Phil Mickelson, trying at age 50 to become golf’s oldest major winner, held a two-shot lead with one hole remaining in a rollercoaster final round at the PGA Championship.
The age-defying American left-hander, chasing his sixth major title, holed a 50-foot chip for birdie at the par-3 fifth and was grinding in a tension-packed fight at windy Kiawah Island.
Mickelson made the turn on 7-under for the tournament, with four-time major winner Brooks Koepka and South Africa’s Louis Oosthuizen on 5-under and American Kevin Streelman fourth on 3-under at the formidable Ocean Course, the longest layout in major history at 7200m.
Ireland’s 49-year-old Padraig Harrington, Europe’s captain for September’s Ryder Cup, and compatriot Shane Lowry, the 2019 British Open champion, each fired a three-under par 69 to share fifth place and the clubhouse lead on two-under 286.
With a victory, Mickelson would erase the major age win mark set by American Julius Boros when he captured the 1968 PGA Championship at age 48.
Social media was lighting up in support of Mickelson as fans cheered the veteran home. He even out-drove the biggest hitter on tour, golf hulk Bryson DeChambeau, with a 366-yard tee shot — three yards longer than DeChambeau’s best effort of the week — to record the longest drive of the tournament.
Mickelson’s ball sailed past Brooks Koepka’s and the internet loved it.
Golf writer Alex Myers tweeted: “A 50-year-old Phil Mickelson holding a two-shot lead on the 70th hole of a major just blasted a drive past Brooks Koepka. What a legend.”
ESPN’s Tom VanHaaren wrote: “It’s wild to me that 50-year-old Phil Mickelson is bombing 324 carry drives on the 16th hole, Sunday at the PGA Championship. I played this morning and had to have a snack on 13 so I didn’t get tired.”
Journalist Sal Castaneda added: “50-year-old Phil Mickelson driving 366 yards from the tee warms my heart.”
World number 115 Mickelson began on 7-under with a one-stroke lead over Koepka, but missed a 13-foot par putt at the first hole while Koepka curled in a 12-footer for birdie to seize the lead.
It was short-lived thanks to Koepka’s double-bogey disaster at the par-5 second, where he hit a tree left off the tee and botched a greenside chip from sand while Mickelson pitched inches from the cup and tapped-in for birdie to grab a two-stroke lead.
Mickelson left a 30-foot par putt inches short to bogey the third but holed his magnificent chip-in at the fifth to restore his edge to two.
At the sixth, Koepka dropped his approach to three feet and birdied while Mickelson missed the green and made bogey, leaving the last-pair partners deadlocked at the top at 6-under.
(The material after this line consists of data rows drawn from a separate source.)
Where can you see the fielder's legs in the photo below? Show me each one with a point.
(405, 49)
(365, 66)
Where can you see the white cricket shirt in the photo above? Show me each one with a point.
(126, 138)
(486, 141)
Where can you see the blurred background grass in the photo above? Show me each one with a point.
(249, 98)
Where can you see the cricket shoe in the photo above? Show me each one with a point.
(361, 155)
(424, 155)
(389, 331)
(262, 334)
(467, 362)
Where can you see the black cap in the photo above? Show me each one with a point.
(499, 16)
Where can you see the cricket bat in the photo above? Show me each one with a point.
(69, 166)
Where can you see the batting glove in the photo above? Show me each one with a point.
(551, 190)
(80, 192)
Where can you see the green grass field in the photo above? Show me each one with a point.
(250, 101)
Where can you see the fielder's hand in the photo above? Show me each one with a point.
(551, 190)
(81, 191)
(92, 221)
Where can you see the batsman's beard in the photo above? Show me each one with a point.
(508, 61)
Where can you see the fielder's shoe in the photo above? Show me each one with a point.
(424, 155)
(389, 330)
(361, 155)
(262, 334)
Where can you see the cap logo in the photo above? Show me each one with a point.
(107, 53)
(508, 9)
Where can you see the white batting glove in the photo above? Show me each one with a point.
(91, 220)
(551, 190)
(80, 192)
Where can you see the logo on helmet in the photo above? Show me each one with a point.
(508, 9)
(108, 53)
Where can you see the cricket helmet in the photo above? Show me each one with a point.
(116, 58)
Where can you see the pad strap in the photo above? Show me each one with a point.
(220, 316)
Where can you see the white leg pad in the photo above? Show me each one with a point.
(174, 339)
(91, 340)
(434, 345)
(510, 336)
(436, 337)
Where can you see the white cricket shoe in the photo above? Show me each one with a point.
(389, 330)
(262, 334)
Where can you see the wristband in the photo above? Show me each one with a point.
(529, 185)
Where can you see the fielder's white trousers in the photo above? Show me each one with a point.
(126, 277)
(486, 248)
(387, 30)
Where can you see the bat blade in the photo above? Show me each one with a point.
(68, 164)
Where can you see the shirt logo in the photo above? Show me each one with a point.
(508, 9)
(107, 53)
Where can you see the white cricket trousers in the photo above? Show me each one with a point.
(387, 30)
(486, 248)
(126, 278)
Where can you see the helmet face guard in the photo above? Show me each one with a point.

Mickelson birdied the par-5 seventh to return to 7-under while Koepka made another par-5 stumble, salvaging bogey after finding sand and rough to fall two adrift.
Both closed the front side with back-to-back pars as the intense atmosphere moved to the back side, which has played hardest all week.
Mickelson is 3-for-5 in majors with 54-hole leads or shared leads, winning at the 2004 and 2006 Masters and 2005 PGA but sharing second at the 2006 and 2013 US Opens.
His other major wins came at the 2010 Masters and the 2013 British Open. With 16 years since his PGA Championship victory, Mickelson would own the longest gap between wins at the same major if he collects the Wanamaker Trophy and the top prize of $2.1 million (1.7 million euros).
Mickelson’s spectacular shotmaking in blustery conditions has sparked the biggest cheers from a crowd limited to 10,000 people by COVID-19 safety measures.
Koepka, fighting through pain to play after right knee surgery two months ago, could become the 20th player to win a fifth career major after taking the 2017 and 2018 US Opens and the 2018 and 2019 PGAs.
Koepka would become the first player to win the same major three times in four years since Tom Watson at the 1980, 1982 and 1983 British Opens.
Four-time major winner Rory McIlroy, who won the 2012 PGA at Kiawah, grinded out a 72 to finish on 293.
American Jordan Spieth was out of contention for a victory to complete a career Grand Slam.